Woori Bank is one of the two South Korean banks that have frozen Irans money. Photo: Bloomberg

South Korea and Iran have agreed to launch a working group on expanding humanitarian trade as part of efforts to maintain bilateral partnership within the scope of a US-approved sanctions exemption, a source close to the matter said.

The consultation aims to discuss on a regular basis how to match Iran's demand for medicine and medical equipment with what South Korean exporters can offer, the source said.

The first working group talks will likely be held early next month, South Korea’s Yonhap news agency reported. 

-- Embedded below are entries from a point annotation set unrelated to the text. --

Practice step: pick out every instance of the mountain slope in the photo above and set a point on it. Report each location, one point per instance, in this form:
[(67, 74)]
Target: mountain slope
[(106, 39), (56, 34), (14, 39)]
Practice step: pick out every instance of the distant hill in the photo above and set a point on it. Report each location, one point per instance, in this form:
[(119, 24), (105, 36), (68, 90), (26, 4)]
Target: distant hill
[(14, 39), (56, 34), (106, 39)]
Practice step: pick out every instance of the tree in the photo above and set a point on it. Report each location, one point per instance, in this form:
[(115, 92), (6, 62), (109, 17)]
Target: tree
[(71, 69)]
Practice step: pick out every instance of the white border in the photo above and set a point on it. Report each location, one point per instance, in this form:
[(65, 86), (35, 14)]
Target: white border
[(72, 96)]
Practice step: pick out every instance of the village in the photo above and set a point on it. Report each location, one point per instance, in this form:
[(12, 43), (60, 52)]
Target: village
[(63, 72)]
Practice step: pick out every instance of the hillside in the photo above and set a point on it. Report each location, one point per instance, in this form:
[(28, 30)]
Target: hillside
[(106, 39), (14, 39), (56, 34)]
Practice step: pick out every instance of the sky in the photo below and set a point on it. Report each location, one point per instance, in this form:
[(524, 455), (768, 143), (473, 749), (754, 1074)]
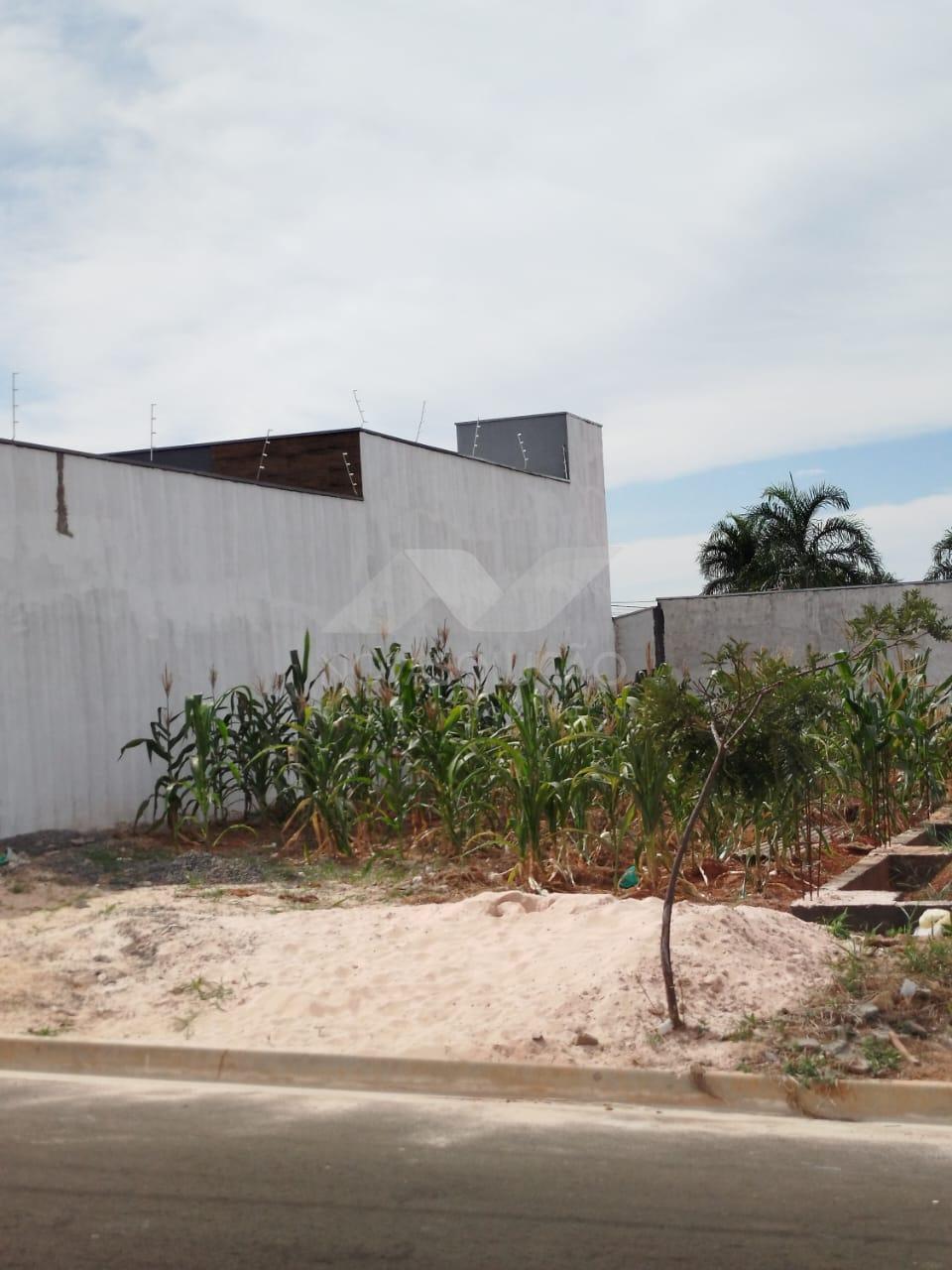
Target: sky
[(720, 229)]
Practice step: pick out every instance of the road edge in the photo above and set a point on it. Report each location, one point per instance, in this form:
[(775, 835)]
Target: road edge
[(692, 1088)]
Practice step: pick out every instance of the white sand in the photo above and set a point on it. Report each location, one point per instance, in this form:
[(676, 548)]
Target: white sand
[(480, 978)]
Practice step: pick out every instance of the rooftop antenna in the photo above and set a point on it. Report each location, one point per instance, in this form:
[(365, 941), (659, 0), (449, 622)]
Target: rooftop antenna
[(350, 474), (359, 409), (264, 454)]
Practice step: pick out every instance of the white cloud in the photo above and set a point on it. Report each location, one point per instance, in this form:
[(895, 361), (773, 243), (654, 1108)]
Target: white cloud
[(645, 570), (905, 532), (720, 230)]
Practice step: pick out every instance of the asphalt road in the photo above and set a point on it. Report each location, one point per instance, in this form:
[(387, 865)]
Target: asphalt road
[(134, 1174)]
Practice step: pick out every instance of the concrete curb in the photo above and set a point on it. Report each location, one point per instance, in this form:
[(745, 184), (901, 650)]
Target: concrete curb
[(924, 1101)]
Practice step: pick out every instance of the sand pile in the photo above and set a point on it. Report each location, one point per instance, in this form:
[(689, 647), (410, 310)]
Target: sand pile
[(503, 975)]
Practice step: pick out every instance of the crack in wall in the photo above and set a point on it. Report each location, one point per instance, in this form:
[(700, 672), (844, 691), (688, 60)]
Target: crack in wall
[(62, 516)]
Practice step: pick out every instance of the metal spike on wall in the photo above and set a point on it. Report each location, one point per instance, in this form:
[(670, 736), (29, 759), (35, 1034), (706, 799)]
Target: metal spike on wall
[(350, 474), (359, 409), (525, 453), (264, 454)]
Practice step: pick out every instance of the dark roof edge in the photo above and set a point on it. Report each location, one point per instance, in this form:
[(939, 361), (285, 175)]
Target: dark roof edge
[(181, 471)]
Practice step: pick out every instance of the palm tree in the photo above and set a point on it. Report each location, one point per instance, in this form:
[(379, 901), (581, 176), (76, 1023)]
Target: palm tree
[(803, 549), (784, 543), (731, 558), (941, 568)]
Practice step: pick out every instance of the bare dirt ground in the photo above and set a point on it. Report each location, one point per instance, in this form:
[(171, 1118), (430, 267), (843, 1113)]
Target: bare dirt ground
[(338, 965), (130, 938)]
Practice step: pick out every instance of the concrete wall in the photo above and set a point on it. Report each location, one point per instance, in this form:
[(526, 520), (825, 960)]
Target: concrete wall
[(543, 439), (783, 621), (188, 571), (635, 642)]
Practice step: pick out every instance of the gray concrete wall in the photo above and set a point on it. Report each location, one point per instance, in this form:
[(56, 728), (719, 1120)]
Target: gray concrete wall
[(782, 621), (164, 568), (543, 437), (635, 642)]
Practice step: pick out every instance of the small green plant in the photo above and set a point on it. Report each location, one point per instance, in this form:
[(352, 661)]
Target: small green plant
[(838, 926), (746, 1029), (809, 1070), (880, 1055), (851, 971), (929, 957), (204, 991)]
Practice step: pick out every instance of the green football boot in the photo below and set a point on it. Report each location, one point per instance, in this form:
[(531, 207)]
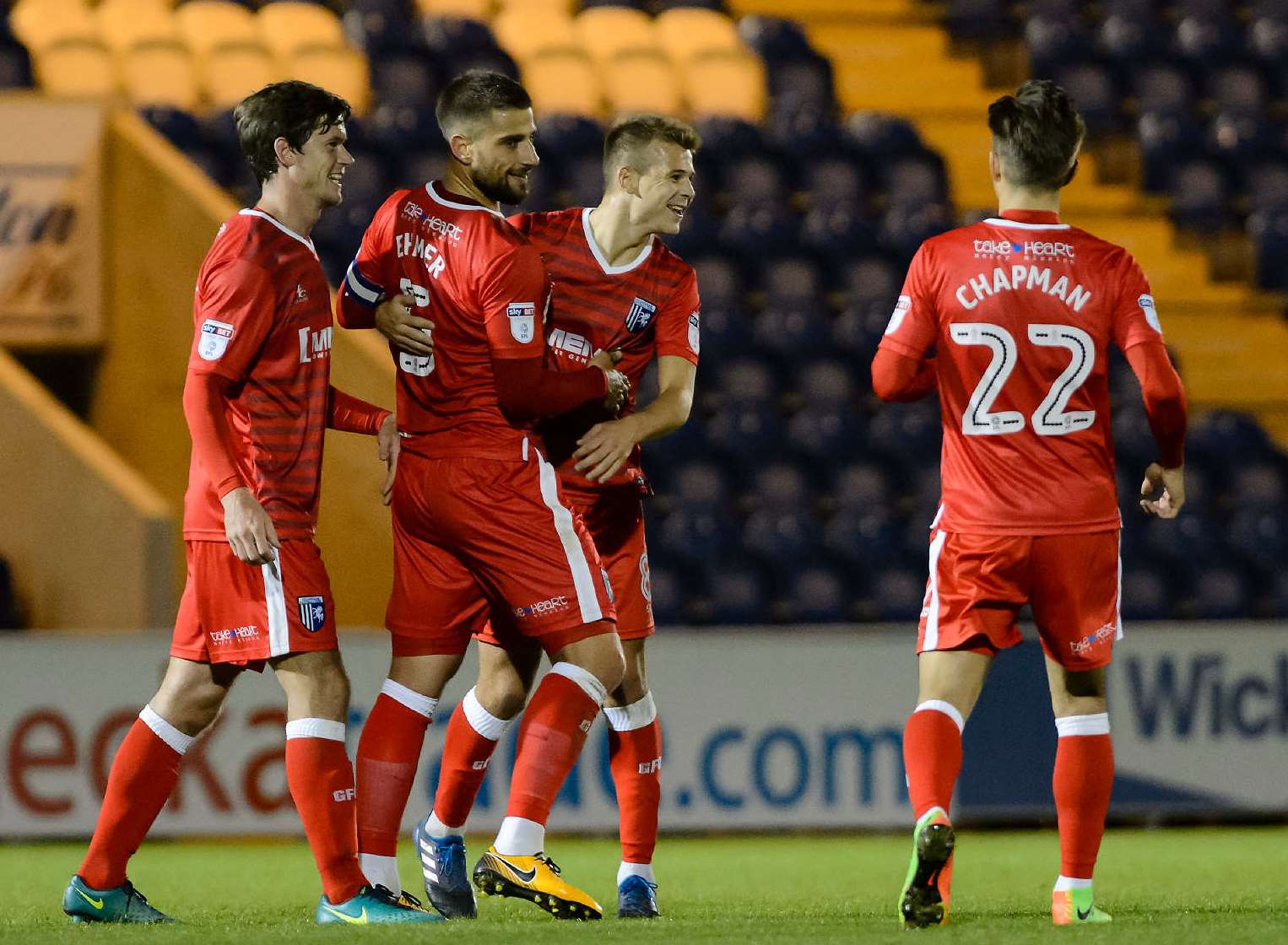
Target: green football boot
[(122, 904), (372, 905), (1075, 908), (923, 900)]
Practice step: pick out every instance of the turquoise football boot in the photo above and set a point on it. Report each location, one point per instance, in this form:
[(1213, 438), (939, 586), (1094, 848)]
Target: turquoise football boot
[(372, 905), (122, 904)]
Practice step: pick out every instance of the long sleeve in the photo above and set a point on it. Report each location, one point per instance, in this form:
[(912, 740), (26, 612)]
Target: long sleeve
[(350, 415), (205, 409), (898, 379), (1165, 398)]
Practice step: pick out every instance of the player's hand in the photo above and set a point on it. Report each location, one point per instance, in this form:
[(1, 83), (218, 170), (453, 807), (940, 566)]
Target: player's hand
[(388, 443), (605, 447), (1168, 504), (250, 531), (619, 384), (406, 331)]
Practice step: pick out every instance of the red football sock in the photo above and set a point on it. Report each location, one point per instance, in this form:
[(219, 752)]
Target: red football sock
[(465, 757), (143, 774), (550, 739), (321, 780), (932, 756), (388, 757), (1082, 783), (636, 759)]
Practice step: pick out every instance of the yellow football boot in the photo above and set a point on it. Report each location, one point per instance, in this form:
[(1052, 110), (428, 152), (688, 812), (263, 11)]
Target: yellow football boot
[(535, 878)]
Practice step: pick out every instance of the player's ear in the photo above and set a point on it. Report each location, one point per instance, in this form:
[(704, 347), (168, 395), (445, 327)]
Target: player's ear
[(463, 148), (629, 181), (286, 154)]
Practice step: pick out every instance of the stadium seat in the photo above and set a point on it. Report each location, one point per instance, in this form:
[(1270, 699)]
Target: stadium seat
[(469, 9), (230, 73), (727, 84), (343, 71), (14, 66), (125, 24), (609, 32), (685, 31), (76, 68), (404, 78), (641, 80), (41, 24), (290, 26), (563, 83), (160, 73), (206, 24), (524, 31), (818, 595)]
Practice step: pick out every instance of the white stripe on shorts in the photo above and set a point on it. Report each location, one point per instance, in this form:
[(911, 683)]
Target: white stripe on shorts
[(932, 640), (582, 580), (274, 600)]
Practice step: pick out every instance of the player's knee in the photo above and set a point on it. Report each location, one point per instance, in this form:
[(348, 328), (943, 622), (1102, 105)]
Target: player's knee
[(501, 695)]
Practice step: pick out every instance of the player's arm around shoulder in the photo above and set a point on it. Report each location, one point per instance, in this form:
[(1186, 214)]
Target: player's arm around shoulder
[(607, 446)]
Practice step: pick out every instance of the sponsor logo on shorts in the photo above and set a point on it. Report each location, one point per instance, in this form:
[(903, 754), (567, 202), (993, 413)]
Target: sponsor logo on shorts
[(1082, 646), (227, 636), (550, 605), (312, 613)]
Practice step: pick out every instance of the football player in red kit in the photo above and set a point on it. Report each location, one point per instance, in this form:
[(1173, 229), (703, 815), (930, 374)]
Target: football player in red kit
[(616, 288), (1020, 310), (257, 401), (480, 523)]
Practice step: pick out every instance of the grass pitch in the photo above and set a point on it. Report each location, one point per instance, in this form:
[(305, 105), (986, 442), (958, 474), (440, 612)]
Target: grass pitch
[(1226, 886)]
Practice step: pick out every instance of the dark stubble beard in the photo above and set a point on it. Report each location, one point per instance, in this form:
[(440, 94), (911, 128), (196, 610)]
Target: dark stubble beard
[(501, 187)]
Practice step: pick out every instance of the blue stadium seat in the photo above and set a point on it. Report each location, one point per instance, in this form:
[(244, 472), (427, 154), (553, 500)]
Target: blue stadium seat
[(181, 127), (1200, 197), (896, 594), (818, 595), (1162, 89), (1057, 39), (1145, 594), (14, 66), (746, 431), (839, 230), (404, 80), (791, 331), (382, 26), (1166, 141), (977, 19), (774, 39)]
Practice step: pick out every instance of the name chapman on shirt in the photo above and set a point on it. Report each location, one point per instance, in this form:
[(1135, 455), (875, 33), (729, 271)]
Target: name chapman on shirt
[(1016, 277)]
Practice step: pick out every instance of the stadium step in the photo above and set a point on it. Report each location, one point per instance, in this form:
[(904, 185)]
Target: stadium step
[(890, 56)]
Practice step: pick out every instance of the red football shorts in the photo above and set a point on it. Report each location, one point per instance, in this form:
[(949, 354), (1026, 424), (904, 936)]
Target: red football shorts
[(472, 536), (246, 613), (977, 585), (614, 519)]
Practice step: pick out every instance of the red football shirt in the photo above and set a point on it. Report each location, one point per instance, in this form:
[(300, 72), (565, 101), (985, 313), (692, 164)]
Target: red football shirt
[(484, 289), (1021, 310), (648, 306), (263, 321)]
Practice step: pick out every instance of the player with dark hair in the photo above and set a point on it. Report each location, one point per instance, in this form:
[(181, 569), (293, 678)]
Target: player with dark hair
[(257, 401), (1020, 310), (480, 523), (616, 288)]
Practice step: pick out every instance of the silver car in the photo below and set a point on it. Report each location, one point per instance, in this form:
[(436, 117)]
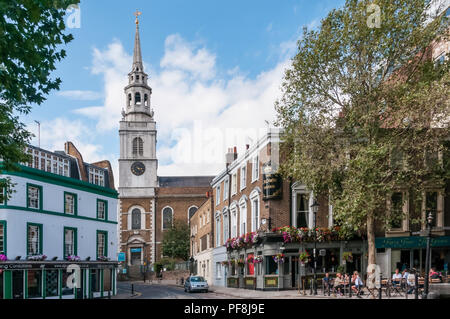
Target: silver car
[(195, 283)]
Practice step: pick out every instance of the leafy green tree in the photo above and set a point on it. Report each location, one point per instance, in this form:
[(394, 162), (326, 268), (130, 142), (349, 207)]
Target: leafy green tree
[(176, 241), (362, 103), (31, 32)]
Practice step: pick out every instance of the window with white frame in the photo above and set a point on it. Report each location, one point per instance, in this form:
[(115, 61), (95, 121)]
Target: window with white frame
[(167, 218), (234, 184), (218, 231), (234, 222), (255, 213), (70, 203), (96, 176), (226, 188), (255, 168), (243, 176), (48, 162), (243, 218), (34, 196), (34, 238), (218, 195), (225, 226)]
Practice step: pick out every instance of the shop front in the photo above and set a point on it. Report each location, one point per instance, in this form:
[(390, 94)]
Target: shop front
[(271, 263), (410, 252), (57, 280)]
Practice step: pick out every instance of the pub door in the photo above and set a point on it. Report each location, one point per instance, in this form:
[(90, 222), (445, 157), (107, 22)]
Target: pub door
[(294, 272)]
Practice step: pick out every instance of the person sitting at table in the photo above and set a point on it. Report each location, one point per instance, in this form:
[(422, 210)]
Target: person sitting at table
[(327, 282), (396, 277), (338, 284), (411, 281), (357, 283)]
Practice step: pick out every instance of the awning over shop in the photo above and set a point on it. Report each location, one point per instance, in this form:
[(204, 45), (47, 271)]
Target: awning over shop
[(411, 242)]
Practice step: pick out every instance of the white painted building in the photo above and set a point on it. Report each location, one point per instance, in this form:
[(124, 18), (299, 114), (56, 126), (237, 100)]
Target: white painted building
[(65, 209)]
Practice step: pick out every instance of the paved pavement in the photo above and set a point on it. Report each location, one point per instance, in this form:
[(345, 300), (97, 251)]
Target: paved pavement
[(168, 289)]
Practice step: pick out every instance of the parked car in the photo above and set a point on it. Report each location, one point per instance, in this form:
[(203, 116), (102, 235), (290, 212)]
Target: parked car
[(196, 283)]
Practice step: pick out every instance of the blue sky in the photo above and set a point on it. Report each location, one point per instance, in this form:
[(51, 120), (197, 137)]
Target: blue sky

Both sides reached the agreement during their higher-level virtual talks held earlier this week.

In the talks, the Iranian side expressed intent to purchase several hundred millions of dollars worth of South Korean products, according to the source.

South Korea has been seeking to expand humanitarian exports to Iran, including coronavirus test kits, amid the worsening Covid-19 outbreak there, as well as other essential medicine, like flu vaccines and anti-diabetics.

Iran announced on 1 August that it is taking a legal action to force South Korean banks to give Iran access to its money frozen in the country since September 2019 when Washington's sanctions waiver for South Korea's imports of Iranian oil expired.

The two countries had used the won currency-based accounts to continue Korea's oil imports from Iran and exports of goods to Iran upon the US waiver of sanctions limiting dollar-based financial transactions with Tehran. But Washington refused to extend the sanctions waiver.

The Central Bank of Iran has won-denominated accounts at the Woori Bank and the Industrial Bank of Korea to receive payments for the import of the Iranian oil and pay for the export of goods to Iran that were not subject to sanctions. But after the lifting of the US sanctions exemption, these accounts were suspended and it has caused a split between Iran and South Korea.

Iran’s Foreign Ministry says South Korea is $7 billion in arrears for oil exported before the Trump administration reimposed penalties on Iran’s crude sales.

Iran announced in June that it had received medicines valued at $500,000 from South Korea after two years of negotiations.

Expanding humanitarian trade with Tehran is also expected to help the two countries settle the issue of Iran's assets frozen in South Korea.